Tradition makes it pretty easy to rapidly take up all the local tiles for core cities. What's left over is late game expansion, and far-away tile value, which is more easily paid for by having the Kremlin wonder, and again, tradition helps with excess border tiles. I find I've usually got most of the cultural borders filled out to row 4-5 by the industrial era for many cities and am just soaking in water tiles and random boundaries. At that point, culture, like faith, has limited local use but still has a good strategic use. That it only generates new policies for me is not a problem, but it means that its local utility for say, tiles or multipliers, is different than examining those of gold or production.
 
I guess my perspective is that I've always thought of culture as mostly generating about social policies, with the border expansion as a secondary effect. So it doesn't bother me that the local effect eventually becomes minimal or goes away.

Culture works far better here than in Civ4, because once you have the BFC covered culture has almost no value beyond border cities; in Civ4 culture in the core of your empire is literally useless unless you're pursuing cultural victory. I really like that Civ5 makes culture valuable for everyone through social policies, and that a cultural victory is something that gives you bonuses along the way not just at the end.
 
Fair enough, but in either case, we are agreed the change to monuments and amphitheaters seems excessive (Museums I believe were fine to reduce to .5 instead of 1 per pop, along with changing Radio towers to 50% instead of 33%).

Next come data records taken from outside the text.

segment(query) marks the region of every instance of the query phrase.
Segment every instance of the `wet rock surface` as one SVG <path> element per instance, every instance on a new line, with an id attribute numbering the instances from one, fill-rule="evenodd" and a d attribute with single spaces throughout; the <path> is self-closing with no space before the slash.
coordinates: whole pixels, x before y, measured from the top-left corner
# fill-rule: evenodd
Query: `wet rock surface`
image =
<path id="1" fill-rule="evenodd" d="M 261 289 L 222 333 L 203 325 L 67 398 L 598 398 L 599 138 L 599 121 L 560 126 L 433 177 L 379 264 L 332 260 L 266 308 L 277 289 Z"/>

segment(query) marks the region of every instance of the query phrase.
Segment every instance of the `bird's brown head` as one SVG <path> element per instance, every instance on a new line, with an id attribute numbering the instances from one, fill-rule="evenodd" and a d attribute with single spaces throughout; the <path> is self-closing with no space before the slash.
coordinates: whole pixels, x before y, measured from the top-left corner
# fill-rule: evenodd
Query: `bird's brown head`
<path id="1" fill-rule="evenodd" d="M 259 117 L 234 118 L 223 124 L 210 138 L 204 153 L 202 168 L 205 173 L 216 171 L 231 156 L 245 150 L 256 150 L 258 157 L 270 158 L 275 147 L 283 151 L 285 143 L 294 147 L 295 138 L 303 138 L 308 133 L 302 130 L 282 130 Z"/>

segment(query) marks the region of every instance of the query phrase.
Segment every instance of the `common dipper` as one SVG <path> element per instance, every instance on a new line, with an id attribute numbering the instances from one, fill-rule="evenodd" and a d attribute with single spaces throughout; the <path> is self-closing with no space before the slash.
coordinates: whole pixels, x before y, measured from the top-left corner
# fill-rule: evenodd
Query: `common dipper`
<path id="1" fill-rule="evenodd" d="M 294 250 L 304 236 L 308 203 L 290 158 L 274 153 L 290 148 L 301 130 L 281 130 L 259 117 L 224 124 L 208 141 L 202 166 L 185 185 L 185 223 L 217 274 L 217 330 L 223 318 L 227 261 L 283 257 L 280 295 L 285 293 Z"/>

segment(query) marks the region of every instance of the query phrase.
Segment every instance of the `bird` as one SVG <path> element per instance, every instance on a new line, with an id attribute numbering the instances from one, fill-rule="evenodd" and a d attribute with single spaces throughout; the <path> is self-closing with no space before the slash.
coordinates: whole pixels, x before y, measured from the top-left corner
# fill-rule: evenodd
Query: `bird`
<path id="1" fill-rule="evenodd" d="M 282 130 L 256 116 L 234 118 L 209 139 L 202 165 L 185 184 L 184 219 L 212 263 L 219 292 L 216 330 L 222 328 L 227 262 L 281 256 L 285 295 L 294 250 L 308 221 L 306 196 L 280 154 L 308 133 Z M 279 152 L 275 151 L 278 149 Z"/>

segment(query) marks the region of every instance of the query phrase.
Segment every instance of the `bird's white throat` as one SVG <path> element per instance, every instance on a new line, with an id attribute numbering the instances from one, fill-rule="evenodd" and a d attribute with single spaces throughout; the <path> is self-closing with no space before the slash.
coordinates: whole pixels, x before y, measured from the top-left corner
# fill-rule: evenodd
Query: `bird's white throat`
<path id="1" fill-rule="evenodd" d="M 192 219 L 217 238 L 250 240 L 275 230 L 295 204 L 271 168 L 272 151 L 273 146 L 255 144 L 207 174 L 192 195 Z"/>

Changes to culture all around seem incomplete, which further skews the analysis. Artists still grant 4 :c5culture:. Fascism remained at the same levels while honor was reduced. National Epic still granted 10 :c5culture: while Oracle/Terracotta/Hagia Sophia were reduced. Cathedrals remained at 6. Landmarks and Holy Sites were untouched (Holy Sites I believe need to be moved down on culture). Etc. This is an issue with culture being everywhere, it's hard to keep track of everywhere it needed to be reduced if that was the plan. I think we were better off leaving it up where it was and adjusting balance of pantheons/beliefs and the costs of policies or terrain as needed.
 
Its also important to note that Hermitage provides a free policy now. I'm curious to see how the breakdown is, but I would bet for a smart player going culture getting the hermitage right at the end game to bag another policy is probably worth a boatload of culture.